Tryptic digests were also analyzed on an additional liquid chromatography-electrospray ionization-quadrupole-time of flight-mass spectrometry (LC-ESI-Q-TOF-MS) system. In detail, LC-QTOF-tandem MS analysis on a nano reverse phase (RP) column was performed on a maXis HD Q-TOF mass spectrometer equipped with a CaptiveSpray nanoBooster source (both Bruker) coupled to a Ultimate 3000 nano ultra-performance liquid chromatography system (Thermo Scientific, Breda, The Netherlands). The mass spectrometer and the LC were controlled by Hystar 3.2 (Bruker).

One microliter of the tryptic digest (1:7 dilution, dissolved in water) was loaded onto a C18 μ-pre column (PepMap100; 300 μm × 5 mm, 5 μm, 100 Å, Thermo Scientific) with 10 μL/min of 99% water/ 1% ACN/ 0.05% TFA for 5 min. (Glyco-) peptides were separated on a C18 analytical column (Acclaim PepMap RSLC; 75 μm × 15 cm, 2 μm, 100 Å, Thermo Scientific, Breda) and elution was performed at a flow rate of 700 nL/min with buffer A [water containing 0.1% FA (v/v)] and buffer B [80% acetonitrile/20% water containing 0.1% FA (v/v)]. A linear gradient of 3%–40% buffer B in 15 min was applied followed by column washing and reconditioning.

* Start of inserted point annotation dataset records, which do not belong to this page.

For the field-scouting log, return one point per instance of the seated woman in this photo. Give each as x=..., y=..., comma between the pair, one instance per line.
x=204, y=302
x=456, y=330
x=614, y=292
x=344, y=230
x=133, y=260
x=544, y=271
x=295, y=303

The CaptiveSpray nanoBooster was operated with acetonitrile-enriched gas (0.2 bar) and 3 L/min dry gas at 150 °C and a capillary voltage of 1200 V. MS spectra were acquired within a mass range of m/z 50–2800. As before, basic stepping mode was applied for the tandem MS collision energy (100%–50%) each 80% and 20% of the time, respectively, and collision energies were set as a linear curve in a m/z dependent manner ranging from 55 eV at m/z 700 to 124 eV at m/z 1800, for all charge states. In this setup, product-ion spectra were generated from the three most abundant precursors in a range of m/z 550–2800 with an isolation width of 8–10 Da depending on m/z values. MS was performed at a spectra rate of 1 Hz, tandem MS at 0.5 to 2 Hz dependent upon precursor intensity.

Software Assisted Glycopeptide Data Analysis

Software-assisted glycopeptide data analysis DataAnalysis 4.4 was used for the generation of peak lists in the .XML format, which were then further analyzed using the bioinformatics platform ProteinScape 4.0 (Bruker). The classification step, which filters for glycopeptide spectra and determines the respective masses of the peptide and glycan moieties, was performed as described previously based on the presence of oxonium ions and monosaccharide distances [27].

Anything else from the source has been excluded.